Raya parpadeó una vez, aturdida, y entonces la risa brotó de ella como una explosión.
Echó la cabeza hacia atrás, agarrándose el estómago mientras aullaba.
—¡Oh, dioses celestiales, mírate!
—cacareó, con lágrimas brotando de sus ojos—.
¡Selene, de rodillas!
¡Eso es karma, justo ahí!
¡Puro karma!
El rostro de Selene se retorció, mezclando humillación con furia.
Arañó el suelo, intentando levantarse, pero antes de que pudiera hacerlo, la mano de Liora se cerró sobre su muñeca.
Y entonces, con la otra mano, Liora levantó su teléfono.
La pantalla se iluminó con un video de seguridad.
La multitud se adelantó para ver, y cuando la imagen se mostró claramente, uno de los trabajadores de Selene estaba agachado junto al coche de Liora, con herramientas en la mano, manipulando los frenos.
La gente abrió los ojos de par en par, no podían creer lo que estaban viendo.
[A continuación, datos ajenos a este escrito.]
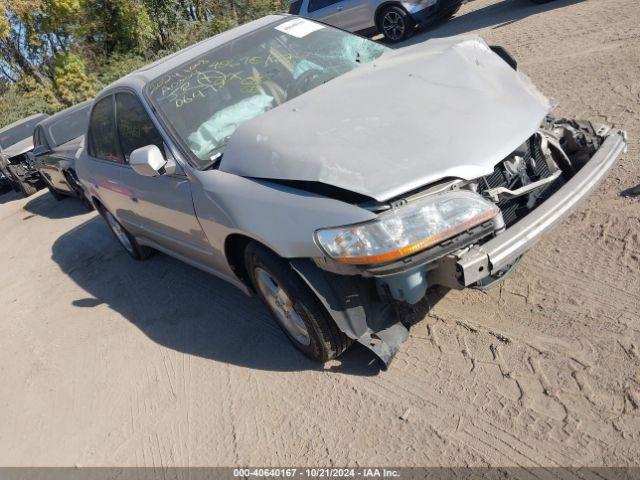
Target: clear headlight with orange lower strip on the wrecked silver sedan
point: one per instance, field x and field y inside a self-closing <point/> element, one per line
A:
<point x="408" y="229"/>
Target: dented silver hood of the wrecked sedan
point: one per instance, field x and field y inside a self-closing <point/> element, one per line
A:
<point x="447" y="108"/>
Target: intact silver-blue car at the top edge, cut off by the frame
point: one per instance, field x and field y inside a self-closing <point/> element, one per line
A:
<point x="396" y="20"/>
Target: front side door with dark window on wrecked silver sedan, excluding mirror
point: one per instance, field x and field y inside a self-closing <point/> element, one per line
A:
<point x="159" y="208"/>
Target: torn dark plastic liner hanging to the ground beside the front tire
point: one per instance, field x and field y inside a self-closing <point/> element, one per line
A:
<point x="356" y="308"/>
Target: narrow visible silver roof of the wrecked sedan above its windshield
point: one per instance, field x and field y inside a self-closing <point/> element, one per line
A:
<point x="139" y="78"/>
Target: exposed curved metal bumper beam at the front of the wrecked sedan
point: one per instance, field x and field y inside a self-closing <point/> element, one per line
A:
<point x="500" y="252"/>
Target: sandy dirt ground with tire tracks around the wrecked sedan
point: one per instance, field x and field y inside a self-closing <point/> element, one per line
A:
<point x="105" y="361"/>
—Planeaste matarme —dijo Liora, con voz alta e inquebrantable—.
Esto no es competir.
Es intento de asesinato.
Ya he contactado a la policía.
El mismo trabajador todavía estaba entre la multitud.
Su rostro perdió todo el color en el instante en que se reprodujo el video.
Negó frenéticamente con la cabeza, con las rodillas temblando.
—Yo…
yo no…
Ella me obligó, no tuve elección —sus palabras se quebraron mientras se derrumbaba, temblando, con el terror pintado en su rostro—.
¡Por favor!
No quería hacerlo, lo juro.
Selene se dio la vuelta, con horror reflejado en sus ojos.
—¡Mentiras!
—escupió—.
Esto es falso, obviamente manipulado.
¿De verdad esperas que alguien crea…?
—La policía científica encontrará tus huellas dactilares —interrumpió Liora, su fría sonrisa silenciando a Selene a mitad de protesta—.
Niégalo todo lo que quieras.
No te salvará.
En la línea de meta, Julian dejó escapar un largo silbido.
Su sonrisa se amplió, con picardía brillando en sus ojos.
—Vaya —murmuró—.
Sabía que tenía carácter, pero ¿eso?
Eso es otro nivel.
—Lanzó una mirada hacia Rowan, que estaba a unos pasos de distancia—.
Hermano, esa mujer tiene garras.
Rowan no dijo nada.
Su casco aún ensombrecía su rostro, pero su mirada nunca abandonó a Liora.
Y aunque sus labios apenas se movieron, una leve sonrisa tiraba de ellos, revelando lo que sus palabras ocultaban: el orgullo, la admiración y algo más que se negaba a nombrar.